RE: Month names collection / metastudy - Koen G - 27-06-2026

Do keep bumping the thread, this is one of those I follow with great interest.


For the declension, I'm looking at the wiki: You are not allowed to view links. Register or Login to view.

Latin month names in MHG are usually masculine, but we need to figure out whether they treat it as a strong noun or a weak noun (this can shift).

Heiligenkreuz, Zisterzienserstift, Cod. 339
(in)dem abrellen --> weak, dative
(von) dem abrill/dem abryll  --> strong (?) dative. The one that writes abryll may be a different hand? It looks like this folio also has nominative "Abrilis".
dem abrell (60v) --> strong dative
des abryllen (28v) --> weak genitive

So what's going on here? Bernd or others might correct me on this, but what I feel is happening is that "Abril" is simultaneously seen as a loan word and a German word, and it shifts between strong and weak declension, engendering a whole range of options. 

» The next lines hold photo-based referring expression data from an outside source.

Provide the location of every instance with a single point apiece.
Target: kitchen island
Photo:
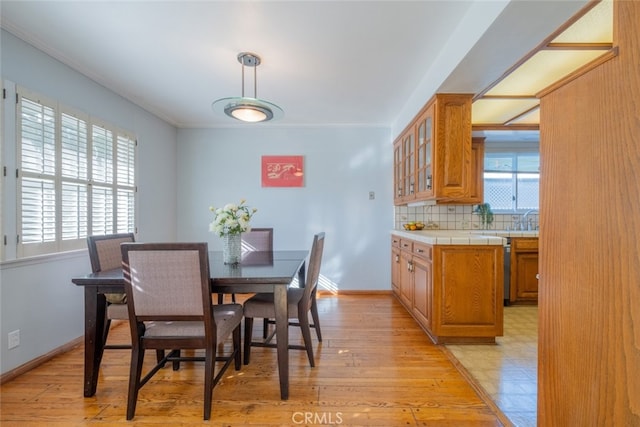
(451, 282)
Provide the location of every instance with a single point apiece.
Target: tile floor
(507, 371)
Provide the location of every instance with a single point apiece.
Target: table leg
(94, 324)
(282, 332)
(301, 276)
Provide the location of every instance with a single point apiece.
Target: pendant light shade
(248, 109)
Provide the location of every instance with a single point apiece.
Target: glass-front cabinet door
(398, 174)
(409, 166)
(424, 150)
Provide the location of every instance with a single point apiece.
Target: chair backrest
(104, 251)
(257, 239)
(313, 272)
(167, 282)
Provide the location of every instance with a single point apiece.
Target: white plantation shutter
(73, 171)
(102, 159)
(102, 210)
(75, 178)
(38, 211)
(125, 172)
(37, 163)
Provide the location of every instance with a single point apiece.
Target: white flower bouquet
(231, 219)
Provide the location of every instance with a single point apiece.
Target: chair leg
(210, 359)
(248, 332)
(137, 358)
(316, 318)
(237, 348)
(176, 363)
(107, 326)
(303, 318)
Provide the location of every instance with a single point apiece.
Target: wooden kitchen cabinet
(476, 193)
(455, 292)
(406, 272)
(395, 264)
(433, 156)
(422, 307)
(524, 270)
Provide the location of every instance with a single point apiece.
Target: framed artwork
(282, 171)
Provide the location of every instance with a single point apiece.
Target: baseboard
(354, 292)
(14, 373)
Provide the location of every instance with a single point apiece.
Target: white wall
(342, 165)
(36, 295)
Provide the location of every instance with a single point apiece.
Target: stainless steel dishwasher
(507, 270)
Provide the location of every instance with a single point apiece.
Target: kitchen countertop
(463, 237)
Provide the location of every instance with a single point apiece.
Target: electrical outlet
(14, 339)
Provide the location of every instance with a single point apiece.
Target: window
(511, 181)
(76, 177)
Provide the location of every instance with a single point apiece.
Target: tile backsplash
(456, 217)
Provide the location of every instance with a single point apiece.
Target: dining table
(257, 272)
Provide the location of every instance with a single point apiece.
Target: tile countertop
(463, 237)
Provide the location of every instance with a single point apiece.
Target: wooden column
(589, 289)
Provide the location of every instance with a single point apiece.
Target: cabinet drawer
(422, 250)
(519, 244)
(406, 245)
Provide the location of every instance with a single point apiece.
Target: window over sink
(512, 180)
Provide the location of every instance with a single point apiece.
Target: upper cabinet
(434, 159)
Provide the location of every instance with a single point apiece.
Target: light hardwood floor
(375, 367)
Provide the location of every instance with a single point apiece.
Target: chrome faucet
(526, 221)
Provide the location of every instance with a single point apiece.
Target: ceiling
(323, 62)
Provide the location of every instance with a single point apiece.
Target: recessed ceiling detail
(511, 101)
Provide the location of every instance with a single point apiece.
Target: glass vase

This is complex, but for our practical purpose, the conclusion seems clear: whatever comes after the "l" is valid, so abrel, abrell, abrelle and abrellen are equivalent. Luckily, the noun case does not affect what comes before the "l", which is what we're interested in.

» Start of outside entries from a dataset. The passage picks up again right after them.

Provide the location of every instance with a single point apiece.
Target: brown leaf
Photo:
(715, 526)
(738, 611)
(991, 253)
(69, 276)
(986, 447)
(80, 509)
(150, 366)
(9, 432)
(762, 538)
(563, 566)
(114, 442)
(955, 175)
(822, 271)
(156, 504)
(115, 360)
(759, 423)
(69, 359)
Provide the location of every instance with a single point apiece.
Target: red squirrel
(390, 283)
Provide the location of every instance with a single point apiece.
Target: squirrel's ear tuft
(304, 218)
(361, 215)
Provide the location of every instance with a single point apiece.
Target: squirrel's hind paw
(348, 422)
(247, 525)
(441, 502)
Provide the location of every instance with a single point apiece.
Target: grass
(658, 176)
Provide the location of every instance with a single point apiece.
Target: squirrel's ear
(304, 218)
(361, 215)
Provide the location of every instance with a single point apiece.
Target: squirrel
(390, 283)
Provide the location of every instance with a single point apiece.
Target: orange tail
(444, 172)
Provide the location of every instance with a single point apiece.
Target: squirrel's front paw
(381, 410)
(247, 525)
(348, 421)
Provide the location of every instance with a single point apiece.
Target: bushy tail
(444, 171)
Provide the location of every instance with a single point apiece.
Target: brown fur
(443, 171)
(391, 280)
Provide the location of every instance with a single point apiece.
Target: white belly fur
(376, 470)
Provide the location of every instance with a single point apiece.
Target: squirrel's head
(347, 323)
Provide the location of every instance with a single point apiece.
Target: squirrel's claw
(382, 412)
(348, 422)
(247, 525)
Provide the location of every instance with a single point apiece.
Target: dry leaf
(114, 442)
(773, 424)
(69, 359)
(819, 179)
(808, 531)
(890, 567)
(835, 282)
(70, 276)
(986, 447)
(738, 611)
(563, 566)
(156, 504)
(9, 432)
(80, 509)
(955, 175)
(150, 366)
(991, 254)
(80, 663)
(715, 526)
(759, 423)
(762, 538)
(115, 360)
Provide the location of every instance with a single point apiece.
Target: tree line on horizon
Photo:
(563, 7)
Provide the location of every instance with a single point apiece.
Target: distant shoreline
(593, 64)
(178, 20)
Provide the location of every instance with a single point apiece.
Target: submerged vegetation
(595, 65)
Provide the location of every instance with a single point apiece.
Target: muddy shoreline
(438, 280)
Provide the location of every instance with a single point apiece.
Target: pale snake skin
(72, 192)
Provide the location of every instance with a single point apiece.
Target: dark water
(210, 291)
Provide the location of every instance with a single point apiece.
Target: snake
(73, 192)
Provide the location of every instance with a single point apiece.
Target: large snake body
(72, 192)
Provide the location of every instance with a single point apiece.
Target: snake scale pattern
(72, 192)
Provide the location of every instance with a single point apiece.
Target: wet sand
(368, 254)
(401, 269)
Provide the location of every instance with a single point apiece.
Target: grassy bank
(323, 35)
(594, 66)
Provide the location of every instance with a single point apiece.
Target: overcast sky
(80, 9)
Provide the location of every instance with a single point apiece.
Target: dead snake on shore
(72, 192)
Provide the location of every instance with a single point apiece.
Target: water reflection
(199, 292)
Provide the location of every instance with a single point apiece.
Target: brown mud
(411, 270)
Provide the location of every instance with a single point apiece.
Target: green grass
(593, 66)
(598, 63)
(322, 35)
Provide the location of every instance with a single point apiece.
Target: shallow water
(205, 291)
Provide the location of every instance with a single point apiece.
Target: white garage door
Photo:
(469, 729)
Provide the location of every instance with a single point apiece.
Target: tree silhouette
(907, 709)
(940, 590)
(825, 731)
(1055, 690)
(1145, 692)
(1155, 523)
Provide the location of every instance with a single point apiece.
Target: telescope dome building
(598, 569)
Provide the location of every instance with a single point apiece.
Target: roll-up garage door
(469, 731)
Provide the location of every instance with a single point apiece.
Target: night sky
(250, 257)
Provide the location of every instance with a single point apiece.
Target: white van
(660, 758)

RE: Month names collection / metastudy - Bernd - 28-06-2026

I'm far from an expert in MHG grammar and I would not have expected 'Abrille' as a standalone title. But yeah, I guess everything is possible. The weak-strong boundary isn't that firm. All those april variants look legit to me in normal German and your declination appears correct to me. No need to treat it as Latin, except 'Aprilis'

Also keep in mind that Bavarian was and is an extremely 'lazy' language with a sloppy and often minimal pronunciation. 'Septembre' and 'September' would be pronounced similarly because the 'e' is largely silent .This would lead to something like 'Sebdemba' in both cases. All april variants would end up like abr - followed by some stretched ü/ö like sound (I'm not good with IPA). The 'Aberel'- versions look more fancy, sophisticated, and the -en endings a bit poetic. We can question why the scribe chose several variants in the same text, but as we all know writing wasn't standardized so why not?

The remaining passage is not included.